With the farm adjacent to thick woodland providing home to all sorts of wildlife, there is no doubt in her mind where the disease has come from.

“We live in lovely wooded area and we get all sorts of wildlife like badgers and deer coming onto the farm,” she says. “So it is not easy to keep them away – short of fencing in the entire farm I just don't know what more we can do.

“We try to keep the badgers out of feed stores but they will dig under the barn door and get in anyway. We also try not to put animals where there's a known badger sett and we try to keep the drinking troughs off the ground as much as possible.”

While badgers are a major problem, she accepts cattle to cattle transmissions are also a problem and something needs to be done to tackle TB in both cattle and wildlife.

“A cull is one way to go and it's part of a solution but we live in a democratic society and most people do not back a cull so we have to think pragmatically and find other ways of tackling this,” she says.

“I am sick and tired of being told there will be a vaccine for cattle in 10 years – they have been saying that for the last 30 years. We need to see a concerted effort to produce a vaccine because that is the only way this is going to stop.

“If a blanket vaccination programme among cattle got underway you could tackle it, you would have no disease in cattle. You would still have TB in the wildlife population, but the main thing is the farming industry would be clean.”

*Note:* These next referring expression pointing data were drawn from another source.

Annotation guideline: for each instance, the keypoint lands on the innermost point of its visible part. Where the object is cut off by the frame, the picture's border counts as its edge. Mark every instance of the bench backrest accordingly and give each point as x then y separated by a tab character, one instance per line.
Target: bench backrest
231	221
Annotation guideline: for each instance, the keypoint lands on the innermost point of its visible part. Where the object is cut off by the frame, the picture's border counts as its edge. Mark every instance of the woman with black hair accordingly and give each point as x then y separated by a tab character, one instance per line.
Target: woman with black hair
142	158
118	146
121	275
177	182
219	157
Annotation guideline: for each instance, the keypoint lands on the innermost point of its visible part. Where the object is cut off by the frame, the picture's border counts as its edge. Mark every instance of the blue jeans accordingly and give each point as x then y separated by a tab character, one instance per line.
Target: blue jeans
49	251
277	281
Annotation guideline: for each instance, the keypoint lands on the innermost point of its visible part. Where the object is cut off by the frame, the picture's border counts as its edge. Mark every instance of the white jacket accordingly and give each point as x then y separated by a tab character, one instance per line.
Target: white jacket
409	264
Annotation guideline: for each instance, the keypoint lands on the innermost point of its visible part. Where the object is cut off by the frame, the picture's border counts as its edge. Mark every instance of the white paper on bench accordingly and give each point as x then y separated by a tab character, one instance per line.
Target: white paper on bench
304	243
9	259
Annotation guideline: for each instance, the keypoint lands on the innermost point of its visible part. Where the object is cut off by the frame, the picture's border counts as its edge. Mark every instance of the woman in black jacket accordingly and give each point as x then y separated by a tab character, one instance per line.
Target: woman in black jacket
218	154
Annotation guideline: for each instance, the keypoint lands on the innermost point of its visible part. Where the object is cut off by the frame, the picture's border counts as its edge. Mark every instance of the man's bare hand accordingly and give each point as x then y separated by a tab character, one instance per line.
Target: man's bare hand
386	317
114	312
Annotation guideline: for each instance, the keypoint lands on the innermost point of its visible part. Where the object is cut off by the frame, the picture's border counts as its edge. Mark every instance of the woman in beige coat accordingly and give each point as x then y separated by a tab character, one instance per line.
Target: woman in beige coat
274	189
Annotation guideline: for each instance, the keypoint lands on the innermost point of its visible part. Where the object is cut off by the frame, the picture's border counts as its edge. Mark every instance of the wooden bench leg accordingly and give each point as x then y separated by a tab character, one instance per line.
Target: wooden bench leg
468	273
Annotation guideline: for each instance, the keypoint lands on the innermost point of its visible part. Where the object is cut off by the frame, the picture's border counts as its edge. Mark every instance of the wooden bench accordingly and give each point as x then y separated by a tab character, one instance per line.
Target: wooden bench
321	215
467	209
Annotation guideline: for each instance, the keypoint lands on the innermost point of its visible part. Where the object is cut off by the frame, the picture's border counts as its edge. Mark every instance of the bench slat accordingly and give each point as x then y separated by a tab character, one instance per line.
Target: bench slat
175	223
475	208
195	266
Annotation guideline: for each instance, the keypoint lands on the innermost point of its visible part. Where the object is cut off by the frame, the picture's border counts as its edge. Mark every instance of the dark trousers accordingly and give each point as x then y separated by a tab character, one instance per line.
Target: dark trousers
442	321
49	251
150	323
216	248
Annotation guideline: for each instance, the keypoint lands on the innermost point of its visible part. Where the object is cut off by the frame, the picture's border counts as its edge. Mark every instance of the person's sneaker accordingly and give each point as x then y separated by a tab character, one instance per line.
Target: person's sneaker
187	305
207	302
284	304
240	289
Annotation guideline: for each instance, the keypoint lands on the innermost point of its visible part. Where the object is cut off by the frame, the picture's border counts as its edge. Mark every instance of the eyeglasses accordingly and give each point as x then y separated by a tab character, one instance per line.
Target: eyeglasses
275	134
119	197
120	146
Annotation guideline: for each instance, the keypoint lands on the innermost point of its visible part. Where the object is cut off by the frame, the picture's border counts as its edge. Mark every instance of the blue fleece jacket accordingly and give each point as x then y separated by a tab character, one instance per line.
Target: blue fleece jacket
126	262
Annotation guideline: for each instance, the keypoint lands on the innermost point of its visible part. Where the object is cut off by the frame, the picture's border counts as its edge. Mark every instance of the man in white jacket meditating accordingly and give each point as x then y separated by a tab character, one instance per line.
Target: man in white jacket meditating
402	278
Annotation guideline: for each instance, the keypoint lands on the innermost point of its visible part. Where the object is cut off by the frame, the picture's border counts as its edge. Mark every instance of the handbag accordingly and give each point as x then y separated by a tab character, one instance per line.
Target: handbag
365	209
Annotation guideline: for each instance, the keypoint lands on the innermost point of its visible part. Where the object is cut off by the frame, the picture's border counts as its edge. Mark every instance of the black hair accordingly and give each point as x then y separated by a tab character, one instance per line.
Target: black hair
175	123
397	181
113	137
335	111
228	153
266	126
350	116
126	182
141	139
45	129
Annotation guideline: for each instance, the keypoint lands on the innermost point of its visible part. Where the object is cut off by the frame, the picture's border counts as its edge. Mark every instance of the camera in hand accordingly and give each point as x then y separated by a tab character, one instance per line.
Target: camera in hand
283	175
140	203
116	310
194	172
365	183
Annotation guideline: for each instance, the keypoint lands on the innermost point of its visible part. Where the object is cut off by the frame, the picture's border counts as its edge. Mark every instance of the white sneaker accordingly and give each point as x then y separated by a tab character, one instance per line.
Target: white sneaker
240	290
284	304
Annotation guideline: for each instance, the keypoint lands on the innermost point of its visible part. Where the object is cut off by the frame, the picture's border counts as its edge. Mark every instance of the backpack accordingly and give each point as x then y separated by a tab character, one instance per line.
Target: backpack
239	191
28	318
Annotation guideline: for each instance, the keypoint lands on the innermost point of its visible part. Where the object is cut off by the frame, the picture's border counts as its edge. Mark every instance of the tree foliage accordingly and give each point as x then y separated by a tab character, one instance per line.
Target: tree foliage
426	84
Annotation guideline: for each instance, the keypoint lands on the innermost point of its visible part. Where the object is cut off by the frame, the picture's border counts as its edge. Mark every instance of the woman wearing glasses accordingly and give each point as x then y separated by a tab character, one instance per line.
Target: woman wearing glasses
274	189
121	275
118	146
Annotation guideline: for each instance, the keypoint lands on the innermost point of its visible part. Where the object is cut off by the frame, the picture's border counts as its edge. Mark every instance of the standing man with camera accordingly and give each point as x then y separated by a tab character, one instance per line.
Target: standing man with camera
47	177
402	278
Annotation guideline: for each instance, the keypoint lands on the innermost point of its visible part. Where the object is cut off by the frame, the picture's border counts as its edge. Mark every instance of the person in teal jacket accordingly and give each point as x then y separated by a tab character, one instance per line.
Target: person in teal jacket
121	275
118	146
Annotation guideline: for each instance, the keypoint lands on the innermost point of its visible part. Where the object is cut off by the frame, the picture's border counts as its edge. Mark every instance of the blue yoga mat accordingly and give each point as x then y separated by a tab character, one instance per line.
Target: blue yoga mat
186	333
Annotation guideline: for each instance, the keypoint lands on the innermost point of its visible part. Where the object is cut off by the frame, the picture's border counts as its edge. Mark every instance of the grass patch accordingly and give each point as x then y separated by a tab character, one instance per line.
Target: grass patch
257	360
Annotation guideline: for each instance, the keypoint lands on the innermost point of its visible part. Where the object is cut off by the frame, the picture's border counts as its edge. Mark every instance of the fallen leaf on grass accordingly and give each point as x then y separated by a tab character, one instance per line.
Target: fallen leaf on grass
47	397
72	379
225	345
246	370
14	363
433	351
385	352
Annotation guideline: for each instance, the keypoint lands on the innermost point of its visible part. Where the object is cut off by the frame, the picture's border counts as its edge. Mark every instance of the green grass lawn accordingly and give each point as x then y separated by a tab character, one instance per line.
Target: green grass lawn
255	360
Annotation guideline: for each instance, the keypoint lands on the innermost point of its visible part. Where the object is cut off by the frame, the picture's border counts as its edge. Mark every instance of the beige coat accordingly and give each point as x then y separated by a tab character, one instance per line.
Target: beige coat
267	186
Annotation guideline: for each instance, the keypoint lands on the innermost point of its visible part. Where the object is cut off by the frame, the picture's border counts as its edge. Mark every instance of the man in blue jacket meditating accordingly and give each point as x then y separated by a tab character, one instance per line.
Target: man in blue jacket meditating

With the farm almost paralysed by the disease, Melissa and Jon are passionate about TB but with a business to take care of they have found it increasingly hard to get their message across.

“We don't like to shout about it,” says Melissa. “We sell cheese at local farmers markets and in local restaurants, and the customers won't like it if they think the herd is infected.

“I really want to stand on the rooftops and shout about this, to go on TV and radio and let people know just what is happening on the farm, but I don't want to jeopardise the business we have built, so we have to stay quiet.”